Hamilton is revolutionary in its decision to reflect that cultural shift in the musical. In the version I saw, black actors played nearly every character on stage, including the title role. In an American history largely scrubbed of any references to people of color, it was transformative to see well-known historical figures like George Washington and James Madison portrayed by non-white actors. It felt almost like vindication.

But what makes the Hamilton experience so shocking is not the casting, or even the story, which itself is incredible. For one of our most influential Founding Fathers, very little is taught about Alexander Hamilton is schools.
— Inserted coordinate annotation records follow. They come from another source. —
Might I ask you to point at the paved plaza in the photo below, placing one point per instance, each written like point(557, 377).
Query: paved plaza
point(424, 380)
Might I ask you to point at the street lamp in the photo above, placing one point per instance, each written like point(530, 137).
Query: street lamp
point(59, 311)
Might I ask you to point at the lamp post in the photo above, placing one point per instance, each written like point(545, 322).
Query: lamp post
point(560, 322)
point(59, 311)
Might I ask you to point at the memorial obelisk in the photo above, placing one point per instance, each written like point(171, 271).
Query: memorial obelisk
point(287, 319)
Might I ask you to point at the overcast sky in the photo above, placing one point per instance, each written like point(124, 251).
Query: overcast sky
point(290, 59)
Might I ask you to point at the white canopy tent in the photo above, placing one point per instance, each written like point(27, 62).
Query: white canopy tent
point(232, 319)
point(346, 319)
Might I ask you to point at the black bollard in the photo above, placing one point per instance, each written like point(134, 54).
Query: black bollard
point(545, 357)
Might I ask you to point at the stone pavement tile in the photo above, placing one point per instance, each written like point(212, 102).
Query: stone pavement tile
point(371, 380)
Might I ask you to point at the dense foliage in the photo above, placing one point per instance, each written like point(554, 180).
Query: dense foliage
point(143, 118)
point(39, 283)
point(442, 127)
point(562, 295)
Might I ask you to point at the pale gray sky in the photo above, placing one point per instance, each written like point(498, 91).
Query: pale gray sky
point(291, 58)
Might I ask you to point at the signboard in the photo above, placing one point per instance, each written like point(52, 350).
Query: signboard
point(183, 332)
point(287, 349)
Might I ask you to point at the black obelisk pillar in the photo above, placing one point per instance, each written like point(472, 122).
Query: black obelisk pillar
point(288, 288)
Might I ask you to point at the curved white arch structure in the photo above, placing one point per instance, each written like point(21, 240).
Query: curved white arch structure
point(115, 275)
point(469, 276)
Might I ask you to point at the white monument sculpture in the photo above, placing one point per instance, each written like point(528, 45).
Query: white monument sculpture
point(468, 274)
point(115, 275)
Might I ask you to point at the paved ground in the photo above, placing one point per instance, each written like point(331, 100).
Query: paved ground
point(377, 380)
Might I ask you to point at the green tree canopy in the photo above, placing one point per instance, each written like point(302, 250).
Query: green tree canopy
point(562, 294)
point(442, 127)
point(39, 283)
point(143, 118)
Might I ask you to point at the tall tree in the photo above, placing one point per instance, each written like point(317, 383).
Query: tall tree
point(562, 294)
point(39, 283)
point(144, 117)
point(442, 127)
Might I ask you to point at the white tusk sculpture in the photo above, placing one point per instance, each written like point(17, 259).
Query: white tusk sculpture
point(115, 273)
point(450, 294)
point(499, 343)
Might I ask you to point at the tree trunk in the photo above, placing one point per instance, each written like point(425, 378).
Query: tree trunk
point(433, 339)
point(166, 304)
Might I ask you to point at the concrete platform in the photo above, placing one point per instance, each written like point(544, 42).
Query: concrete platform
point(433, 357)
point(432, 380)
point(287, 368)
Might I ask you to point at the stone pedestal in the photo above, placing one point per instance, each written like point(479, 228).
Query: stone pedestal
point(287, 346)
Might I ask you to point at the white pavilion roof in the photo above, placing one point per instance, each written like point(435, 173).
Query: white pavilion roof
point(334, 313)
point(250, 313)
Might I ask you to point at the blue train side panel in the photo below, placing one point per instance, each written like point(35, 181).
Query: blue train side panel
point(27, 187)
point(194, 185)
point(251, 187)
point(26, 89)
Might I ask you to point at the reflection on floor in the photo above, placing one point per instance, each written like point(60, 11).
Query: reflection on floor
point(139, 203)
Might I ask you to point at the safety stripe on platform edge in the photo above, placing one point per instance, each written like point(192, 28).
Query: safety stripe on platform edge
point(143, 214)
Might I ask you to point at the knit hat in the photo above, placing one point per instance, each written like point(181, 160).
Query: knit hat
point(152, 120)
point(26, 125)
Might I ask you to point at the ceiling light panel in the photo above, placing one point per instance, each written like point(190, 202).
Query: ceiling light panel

Some might argue it's because he never became president, but that wouldn't explain why every school child in America can list Ben Franklin's inventions and discoveries while probably none of them could tell you that Hamilton was actually an immigrant. Some might argue that's precisely why we never learned about him.

Either way, the reason Hamilton is so successful is really due to Lin-Manuel Miranda's singular talent. It's overwhelming. When you stop to think of the fact that he composed not only all the music, but all the lyrics to a 2:45 minute show in which there is ZERO talking (all singing), it blows your mind. I had to actively ignore that fact just to be able to concentrate on the plot because otherwise I would miss huge sections of dialogue. There is no time to breathe, no time to let your mind wander during the performance. It is wall-to-wall engagement, but done in such a smart way that allows for emotional ups and downs through changes in music and tempo--not just a three-hour rap concert. I really cannot wrap my head around the fact that he wrote all of this. He's so talented it's almost sickening.

When it was all over, not only did I immediately want to see it again in case I missed something, but I wondered if there was a documentary about the making of Hamilton because if there were, I would watch it. (It turns out, there is--I'm putting on my watch list immediately.) I've been to plenty of musicals and I generally walk out happy and satisfied (minus Cats. WTF was that?) This is the first time I've ever walked out speechless.

Final word: Best. Musical. Ever.

May 3, 2017

Sleepless (2017)

Jamie Foxx, Michelle Monaghan, Dermott Mulroney


I saw this preview on TV and thought to myself, "I've wondered what happened to Jamie Foxx."

Then I saw the rest of the cast and thought, "So many big names! Is this movie new?"

Then I realized it had come and gone through the theaters and that the preview was actually just an ad on Comcast to get me to rent it.

So, having an extra $6 to burn and a husband who saved his currency from sitting through seven episodes of Big Little Lies, I watched it and found out the answers to all my questions. They are, in order: No, Jamie Foxx didn't disappear. He's still acting, but if there's a movie with a bunch of famous people that recently came out and you've never heard of it, there's probably a reason why.

It's not that the movie is terrible. It is, but just calling it terrible would be lazy, like this movie. That's the best way to sum it up: lazy. Lazy plot, lazy action, lazy everything. It is the epitome of every action/crime/corrupt police/drugs drama you've ever watched. You know exactly who the bad guys are from the onset, what's going to happen to them, and even how they're going to go about it. All suspense ends about five minutes into the movie. So instead, you're left with mindless fighting scenes, shoot outs, and the occasional overly dramatic line delivered by someone into a phone or from behind a gun. 

But beyond that, it incorporates so much poor decision-making on the part of the characters it's practically a teen horror movie (let's split up and head into the dark woods!). Maybe I've vastly overestimated the intellect of the human population, but I imagine the average person would show some urgency in fleeing from a killer drug lord. But hey, that's just like, my opinion, man.

Final word: The only way this movie is surprising is that it doesn't star Mark Wahlberg.